Instructor: Artem Cheprasov
In this lesson, you will learn the definition of sensorineural hearing loss. Then you will learn some important teaching strategies for children with sensorineural hearing loss.

What Is Sensorineural Hearing Loss?

If you like to blast music in your car or go to loud nightclubs, you may want to think twice. Loud noises like this can damage your ear and lead to sensorineural hearing loss. This is a form of hearing loss caused by a problem in the inner ear, the brain, or the nerve that connects the brain to the inner ear. It is often difficult to tell if the hairs in the cochlea (inner ear) are damaged, or if it is nerve damage, hence the name sensorineural.
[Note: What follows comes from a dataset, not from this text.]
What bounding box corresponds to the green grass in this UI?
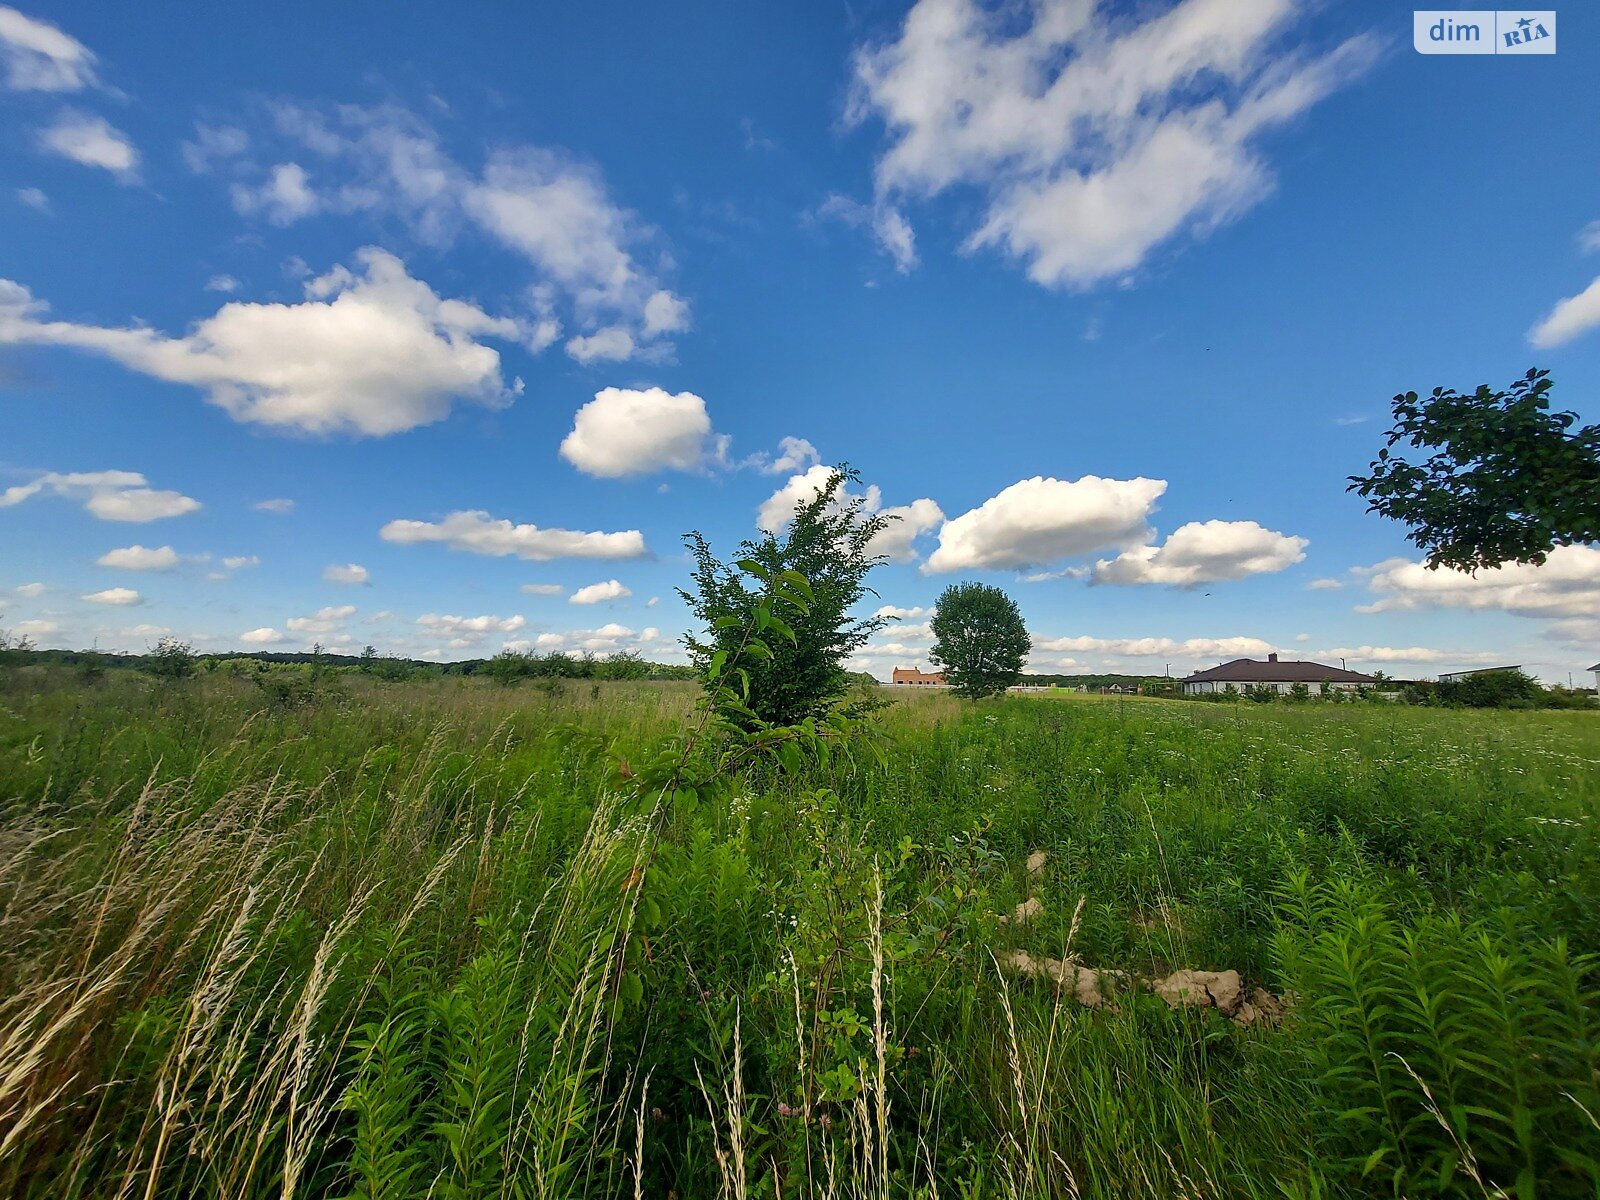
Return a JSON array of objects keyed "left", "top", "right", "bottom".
[{"left": 1, "top": 667, "right": 1597, "bottom": 1197}]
But sensorineural hearing loss doesn't have to be caused solely by loud music. Some people are unfortunately born with this type of hearing loss or acquire it for other reasons, like injury, early or later on in life. It is the most common type of permanent hearing loss and cannot be surgically corrected.

While many people are over the age of 60 when they experience sensorineural hearing loss, there are young people affected by it as well. In fact, some of these people may be your students. As a result of their limited hearing, you may need to employ special considerations in order to create the best learning environment for them. Let's take a look at some strategies for teaching a child (or adult) with sensorineural hearing loss.


Have you ever had a hard time concentrating because of the drip of a faucet or buzz of a fly? Now imagine those noise are consistent and impeding your ability to actually hear. This is what people with sensorineural hearing loss experience. One thing to consider in your classroom is the presence of background noise that may interfere with or obstruct the child's ability to learn properly. This could be something like highway traffic noise coming from a nearby freeway, a ventilation system within the classroom, or the chatter of other kids during a group activity.

In order to improve a child's learning experience with respect to acoustics, seat them away from sources of noise like windows or heating systems. Seat the child with hearing loss as closely as possible to the speaker as well. In some instances, this may not be enough. A room switch may be in order too, perhaps, a different side of the building that is away from the highway. Or, rooms may need to be modified by the school to minimize noise or to absorb as much background noise as possible. Modifications for this could include using carpeting instead of hard floors or using special acoustic ceiling tiles.

Classroom Strategies

There are other things that can be done within the classroom to help improve the child's learning experience. When arranging a classroom to better suit a hearing impaired child, place the seating arrangement in a circular or horseshoe shape so that the child can see everyone. If this is not possible, then reserve the front rows for students who are hard of hearing and/or their interpreters.

Ensure everyone has to raise their hand prior to speaking so the child can divert their attention to the speaker with a visual cue (especially when the desks are arranged in a circle). But the child may not always spot the other students speaking. This is why it's important that you repeat any comments or questions other students have made. When speaking for any reason, make sure you are always facing the class and not the class board.

If you will be giving out any instructions, keep them brief and clear. If you're going to repeat something, repeat exactly, and do not paraphrase. Additionally, try to take the time to review and summarize prior information periodically. It may be helpful to give your hearing impaired students written instructions as well.